[962] C’est là probablement qu’il faut chercher une explication très naturelle de l’usage que nous faisons de mon, ton, son, au féminin, devant une voyelle. Car dire qu’on voulait éviter l’hiatus de ma âme, sa épée, c’est ne rien dire, et le moyen âge l’évitait tout aussi bien en disant m’âme ou s’épée, procédé dont il nous est resté ma mie, altération de m’amie. Mais la question est de savoir pourquoi on a préféré ce nouveau procédé; et la raison probable, c’est que mon, ton, son, en liaison, même devant des masculins, prennent une forme féminine, qui pouvait aussi bien servir pour les féminins: puisqu’on disait mo-nami comme bo-nami, on pouvait aussi bien dire mo-nâme, comme bonn(e) âme.
[963] La décomposition se fait pourtant dans les mots composés de vin: vinaigre, vinage, vinasse, vinaire, vinification, mais le latin y est pour quelque chose.
[964] La correspondance demanderait eune, qu’on entend dans les campagnes, et qui, au XVIᵉ siècle, était régulier.
[965] Mais si l’on ne dit pas u-nami, ce n’est pas une raison pour dire eu-nami.
[966] Peut-être dira-t-on encore: à eux trois, ils ont vingt et u-nenfants: je ne crois pas qu’on puisse décomposer un ailleurs.
[967] Cf. par exemple cin(q) francs et cinq mai.

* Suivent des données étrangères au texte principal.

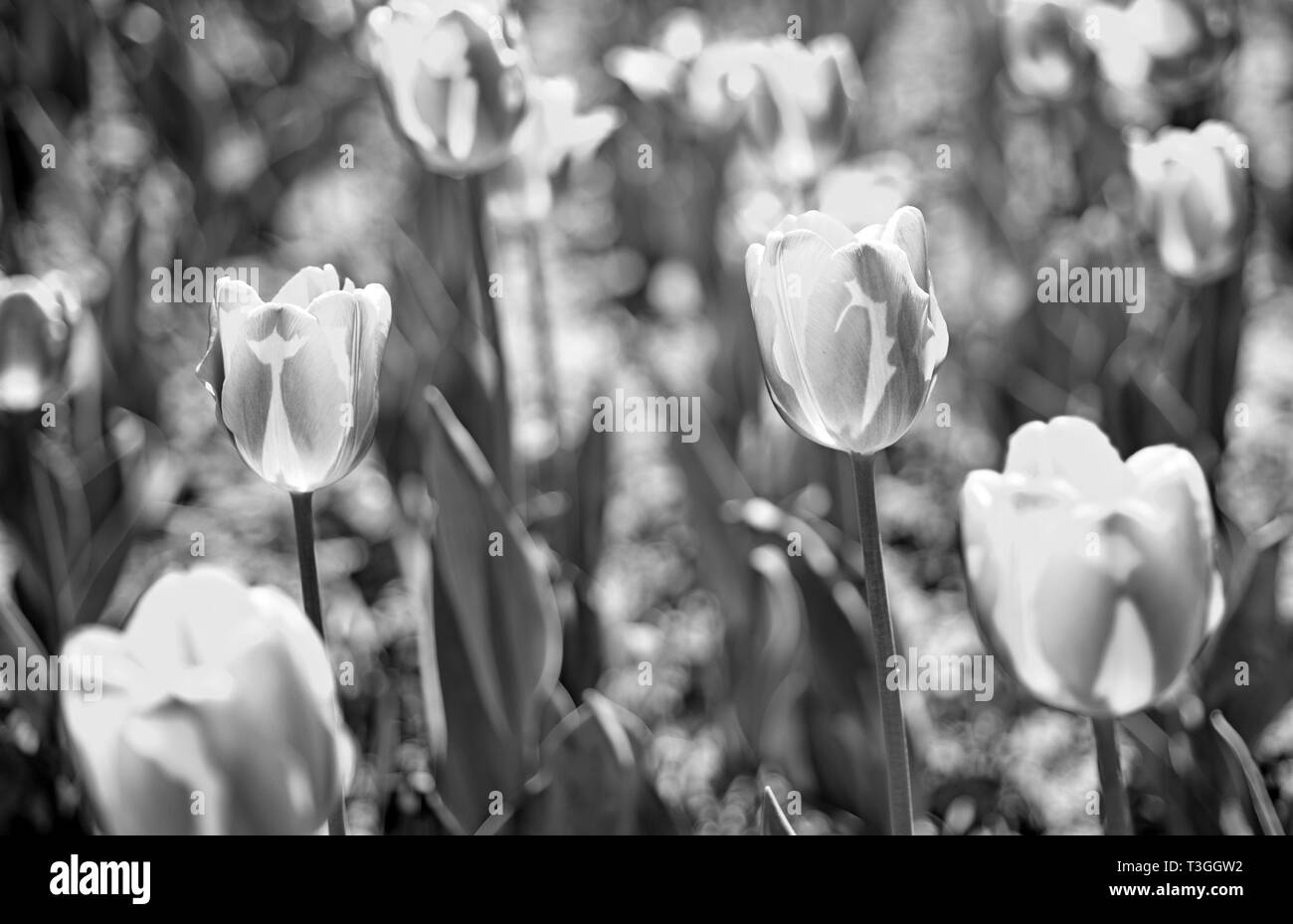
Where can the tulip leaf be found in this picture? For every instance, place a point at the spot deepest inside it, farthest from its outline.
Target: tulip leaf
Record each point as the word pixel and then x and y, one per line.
pixel 593 774
pixel 1248 769
pixel 594 780
pixel 494 631
pixel 772 820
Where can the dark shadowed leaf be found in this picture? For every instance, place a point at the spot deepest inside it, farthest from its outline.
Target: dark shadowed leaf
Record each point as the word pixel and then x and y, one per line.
pixel 494 642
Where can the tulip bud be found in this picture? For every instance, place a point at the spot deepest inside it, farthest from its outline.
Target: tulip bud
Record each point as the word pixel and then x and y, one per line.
pixel 1173 50
pixel 849 331
pixel 1093 578
pixel 295 379
pixel 1193 194
pixel 37 322
pixel 552 133
pixel 685 69
pixel 800 103
pixel 1043 52
pixel 216 713
pixel 453 81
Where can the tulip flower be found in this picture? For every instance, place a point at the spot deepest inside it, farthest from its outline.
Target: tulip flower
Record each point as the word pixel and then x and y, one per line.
pixel 37 322
pixel 851 339
pixel 1173 50
pixel 214 713
pixel 452 78
pixel 1193 194
pixel 295 379
pixel 848 328
pixel 800 104
pixel 1093 578
pixel 554 133
pixel 686 70
pixel 1043 51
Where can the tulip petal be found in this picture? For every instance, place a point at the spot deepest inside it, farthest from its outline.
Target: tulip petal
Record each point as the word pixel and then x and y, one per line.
pixel 1072 450
pixel 216 607
pixel 906 230
pixel 306 285
pixel 865 345
pixel 783 279
pixel 828 228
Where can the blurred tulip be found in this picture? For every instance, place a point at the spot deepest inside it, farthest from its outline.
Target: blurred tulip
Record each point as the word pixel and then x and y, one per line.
pixel 1193 194
pixel 295 379
pixel 1171 48
pixel 801 103
pixel 552 133
pixel 1093 578
pixel 1043 51
pixel 684 69
pixel 214 691
pixel 452 77
pixel 37 323
pixel 867 190
pixel 848 328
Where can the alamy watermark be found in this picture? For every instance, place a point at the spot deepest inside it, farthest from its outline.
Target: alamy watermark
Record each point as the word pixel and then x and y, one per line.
pixel 649 414
pixel 1097 285
pixel 197 284
pixel 40 672
pixel 943 672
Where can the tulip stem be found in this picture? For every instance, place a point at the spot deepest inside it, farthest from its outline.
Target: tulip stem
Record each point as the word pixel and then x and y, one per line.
pixel 486 320
pixel 1115 810
pixel 302 513
pixel 543 331
pixel 882 629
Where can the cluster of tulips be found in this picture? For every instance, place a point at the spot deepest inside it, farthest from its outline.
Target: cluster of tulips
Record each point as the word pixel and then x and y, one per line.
pixel 1093 578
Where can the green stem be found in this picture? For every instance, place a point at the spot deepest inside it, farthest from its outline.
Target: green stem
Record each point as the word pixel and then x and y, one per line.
pixel 1115 810
pixel 486 320
pixel 302 513
pixel 882 627
pixel 547 370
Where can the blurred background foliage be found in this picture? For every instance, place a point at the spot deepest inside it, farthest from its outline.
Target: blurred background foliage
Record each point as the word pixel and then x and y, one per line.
pixel 651 652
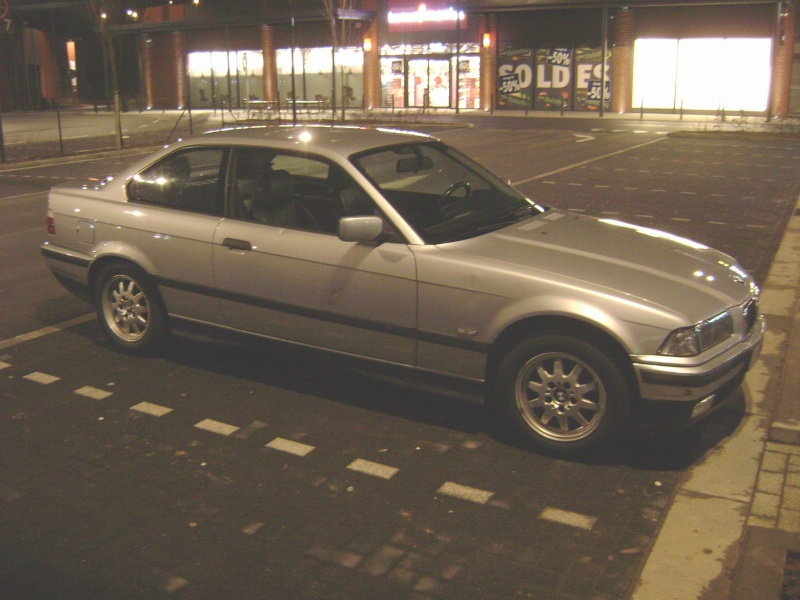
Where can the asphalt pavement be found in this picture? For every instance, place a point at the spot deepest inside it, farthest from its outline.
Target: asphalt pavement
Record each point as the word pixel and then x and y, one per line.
pixel 733 528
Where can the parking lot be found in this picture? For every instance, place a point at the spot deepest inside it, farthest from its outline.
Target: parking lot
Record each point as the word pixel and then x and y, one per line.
pixel 251 471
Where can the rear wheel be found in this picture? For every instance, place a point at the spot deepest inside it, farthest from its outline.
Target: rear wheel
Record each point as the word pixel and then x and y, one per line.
pixel 129 309
pixel 563 394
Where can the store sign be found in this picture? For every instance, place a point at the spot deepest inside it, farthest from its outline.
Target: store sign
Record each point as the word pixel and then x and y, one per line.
pixel 407 16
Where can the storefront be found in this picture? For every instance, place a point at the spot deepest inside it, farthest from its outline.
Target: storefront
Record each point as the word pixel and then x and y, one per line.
pixel 643 56
pixel 431 58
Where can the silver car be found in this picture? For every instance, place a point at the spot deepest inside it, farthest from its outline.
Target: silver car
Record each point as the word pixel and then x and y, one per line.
pixel 393 247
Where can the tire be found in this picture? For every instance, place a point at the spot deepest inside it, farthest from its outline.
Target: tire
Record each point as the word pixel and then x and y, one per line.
pixel 564 394
pixel 130 309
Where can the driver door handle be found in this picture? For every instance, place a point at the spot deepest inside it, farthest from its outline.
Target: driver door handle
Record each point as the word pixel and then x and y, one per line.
pixel 235 244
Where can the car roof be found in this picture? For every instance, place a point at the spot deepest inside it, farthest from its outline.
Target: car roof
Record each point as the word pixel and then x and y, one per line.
pixel 342 140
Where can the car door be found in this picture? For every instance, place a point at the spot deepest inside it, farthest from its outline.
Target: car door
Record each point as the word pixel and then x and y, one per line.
pixel 176 205
pixel 282 272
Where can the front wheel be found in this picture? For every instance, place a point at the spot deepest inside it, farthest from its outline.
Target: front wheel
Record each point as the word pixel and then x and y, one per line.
pixel 129 309
pixel 563 394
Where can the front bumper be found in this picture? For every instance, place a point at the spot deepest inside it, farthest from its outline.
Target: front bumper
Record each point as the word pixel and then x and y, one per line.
pixel 699 388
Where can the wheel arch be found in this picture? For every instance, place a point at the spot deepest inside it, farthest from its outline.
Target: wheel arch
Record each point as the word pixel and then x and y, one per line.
pixel 565 326
pixel 99 265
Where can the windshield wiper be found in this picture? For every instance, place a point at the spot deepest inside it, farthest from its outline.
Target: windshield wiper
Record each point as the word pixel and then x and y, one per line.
pixel 508 219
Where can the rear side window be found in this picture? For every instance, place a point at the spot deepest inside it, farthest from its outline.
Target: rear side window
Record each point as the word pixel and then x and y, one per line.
pixel 186 180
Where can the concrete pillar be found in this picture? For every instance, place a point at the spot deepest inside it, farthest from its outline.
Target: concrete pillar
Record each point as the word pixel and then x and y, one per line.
pixel 782 64
pixel 622 57
pixel 488 55
pixel 146 57
pixel 372 68
pixel 178 55
pixel 270 76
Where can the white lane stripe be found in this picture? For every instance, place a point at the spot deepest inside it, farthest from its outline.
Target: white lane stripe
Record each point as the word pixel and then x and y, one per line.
pixel 42 378
pixel 585 162
pixel 463 492
pixel 25 337
pixel 370 468
pixel 289 446
pixel 216 427
pixel 151 409
pixel 566 517
pixel 91 392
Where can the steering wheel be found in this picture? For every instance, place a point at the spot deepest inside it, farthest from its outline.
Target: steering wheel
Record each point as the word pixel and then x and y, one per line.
pixel 444 199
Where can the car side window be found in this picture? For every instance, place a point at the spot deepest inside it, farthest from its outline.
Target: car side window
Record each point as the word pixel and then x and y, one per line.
pixel 186 180
pixel 294 191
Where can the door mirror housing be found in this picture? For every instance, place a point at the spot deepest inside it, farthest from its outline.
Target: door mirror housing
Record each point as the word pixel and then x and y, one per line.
pixel 360 229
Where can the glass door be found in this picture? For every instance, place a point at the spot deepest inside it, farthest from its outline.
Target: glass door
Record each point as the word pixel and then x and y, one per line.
pixel 429 82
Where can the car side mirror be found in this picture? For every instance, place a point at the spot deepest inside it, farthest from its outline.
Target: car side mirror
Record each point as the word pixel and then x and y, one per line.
pixel 360 229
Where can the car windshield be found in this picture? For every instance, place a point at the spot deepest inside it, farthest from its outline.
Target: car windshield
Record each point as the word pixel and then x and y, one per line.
pixel 441 193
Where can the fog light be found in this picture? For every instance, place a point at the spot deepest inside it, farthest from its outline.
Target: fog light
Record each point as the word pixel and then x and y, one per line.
pixel 703 406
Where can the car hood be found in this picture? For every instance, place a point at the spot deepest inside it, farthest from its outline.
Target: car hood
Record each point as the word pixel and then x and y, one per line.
pixel 655 267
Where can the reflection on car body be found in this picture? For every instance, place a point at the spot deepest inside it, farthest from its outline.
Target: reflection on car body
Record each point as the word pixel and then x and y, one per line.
pixel 394 247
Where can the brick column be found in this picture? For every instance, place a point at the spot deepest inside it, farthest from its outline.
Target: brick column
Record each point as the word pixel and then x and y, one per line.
pixel 488 55
pixel 782 64
pixel 372 69
pixel 270 75
pixel 622 57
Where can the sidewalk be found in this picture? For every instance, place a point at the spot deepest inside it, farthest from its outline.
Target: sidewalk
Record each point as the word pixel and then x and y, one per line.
pixel 736 517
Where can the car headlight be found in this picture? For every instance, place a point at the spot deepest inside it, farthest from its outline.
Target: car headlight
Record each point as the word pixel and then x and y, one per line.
pixel 691 341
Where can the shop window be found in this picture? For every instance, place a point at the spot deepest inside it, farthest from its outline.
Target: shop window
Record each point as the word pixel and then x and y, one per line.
pixel 707 74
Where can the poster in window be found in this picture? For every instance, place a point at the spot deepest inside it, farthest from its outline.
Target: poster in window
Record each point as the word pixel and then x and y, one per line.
pixel 589 78
pixel 554 78
pixel 514 79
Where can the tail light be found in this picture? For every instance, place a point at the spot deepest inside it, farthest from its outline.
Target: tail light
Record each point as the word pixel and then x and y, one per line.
pixel 51 223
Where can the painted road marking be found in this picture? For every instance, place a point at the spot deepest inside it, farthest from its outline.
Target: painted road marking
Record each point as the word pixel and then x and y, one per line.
pixel 289 446
pixel 463 492
pixel 92 392
pixel 216 427
pixel 26 337
pixel 42 378
pixel 566 517
pixel 370 468
pixel 151 409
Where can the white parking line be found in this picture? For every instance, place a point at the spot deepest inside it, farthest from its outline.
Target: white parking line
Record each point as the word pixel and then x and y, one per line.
pixel 289 446
pixel 151 409
pixel 26 337
pixel 42 378
pixel 91 392
pixel 370 468
pixel 216 427
pixel 463 492
pixel 566 517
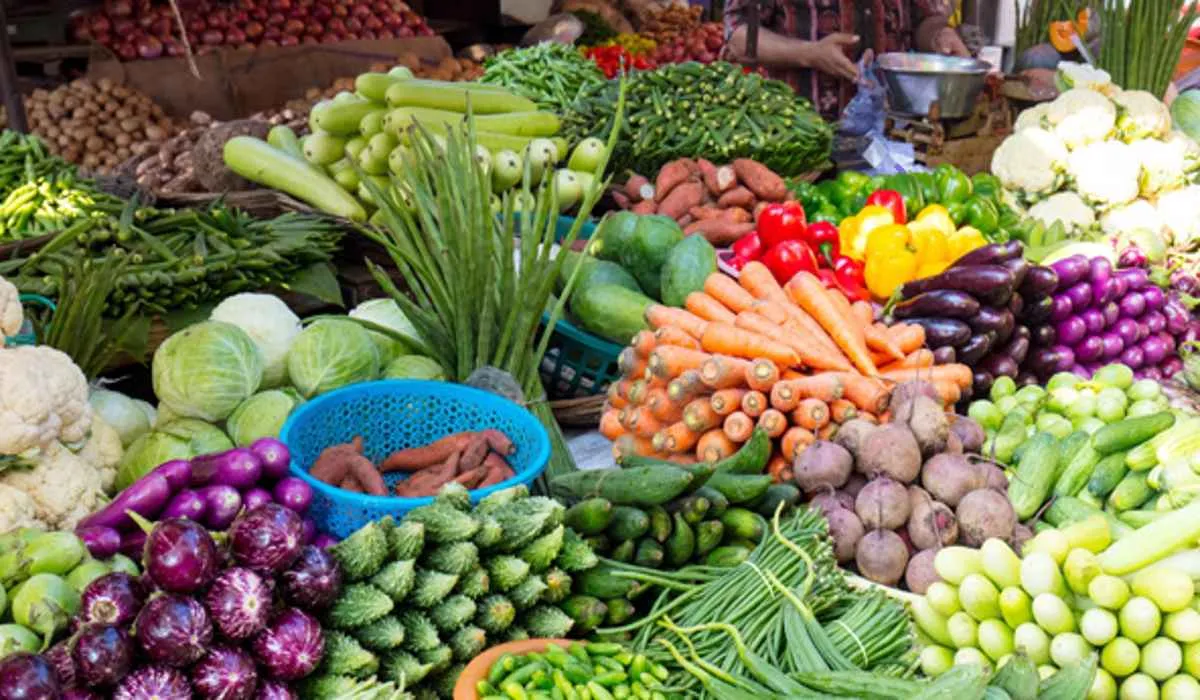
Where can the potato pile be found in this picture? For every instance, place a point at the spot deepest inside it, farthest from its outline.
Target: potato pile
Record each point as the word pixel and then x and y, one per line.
pixel 895 494
pixel 95 125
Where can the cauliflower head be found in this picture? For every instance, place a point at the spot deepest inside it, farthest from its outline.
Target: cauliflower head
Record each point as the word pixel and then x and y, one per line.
pixel 1143 115
pixel 1031 161
pixel 1105 173
pixel 11 315
pixel 1066 208
pixel 1081 117
pixel 1180 211
pixel 43 398
pixel 1162 165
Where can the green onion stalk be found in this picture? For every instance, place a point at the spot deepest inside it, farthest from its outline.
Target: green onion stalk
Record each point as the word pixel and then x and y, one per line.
pixel 478 279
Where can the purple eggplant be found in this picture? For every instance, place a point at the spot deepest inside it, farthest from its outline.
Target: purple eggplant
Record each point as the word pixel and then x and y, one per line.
pixel 114 598
pixel 147 497
pixel 255 497
pixel 993 253
pixel 1071 270
pixel 291 646
pixel 225 674
pixel 28 676
pixel 103 654
pixel 177 472
pixel 223 502
pixel 274 456
pixel 174 630
pixel 186 503
pixel 154 683
pixel 240 603
pixel 180 556
pixel 101 542
pixel 313 581
pixel 294 494
pixel 988 283
pixel 939 303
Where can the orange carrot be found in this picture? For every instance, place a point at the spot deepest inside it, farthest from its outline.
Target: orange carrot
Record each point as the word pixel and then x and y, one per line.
pixel 738 426
pixel 754 404
pixel 773 422
pixel 659 316
pixel 726 291
pixel 730 340
pixel 667 362
pixel 699 416
pixel 676 335
pixel 610 424
pixel 811 414
pixel 726 401
pixel 793 441
pixel 810 294
pixel 714 446
pixel 762 375
pixel 867 393
pixel 724 372
pixel 643 342
pixel 707 307
pixel 843 410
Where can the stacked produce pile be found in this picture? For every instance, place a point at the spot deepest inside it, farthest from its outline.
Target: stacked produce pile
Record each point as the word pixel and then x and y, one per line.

[968] De même dans les noms propres comme Bienaimé. Dans le Midi, on pousse la dénasalisation jusqu’au bout: par exemple, on fait rimer de deux syllabes, les savants en us avec anus! On y dit de même a-neffet, a-noutre, et o-nest venu, que préconisait Domergue. On y dit même no-navenu ou no-nactivité; mais en français du Nord, la dénasalisation a les limites que nous avons dites; par exemple, non ne se lie jamais, malgré nonobstant, non plus que la préposition selon.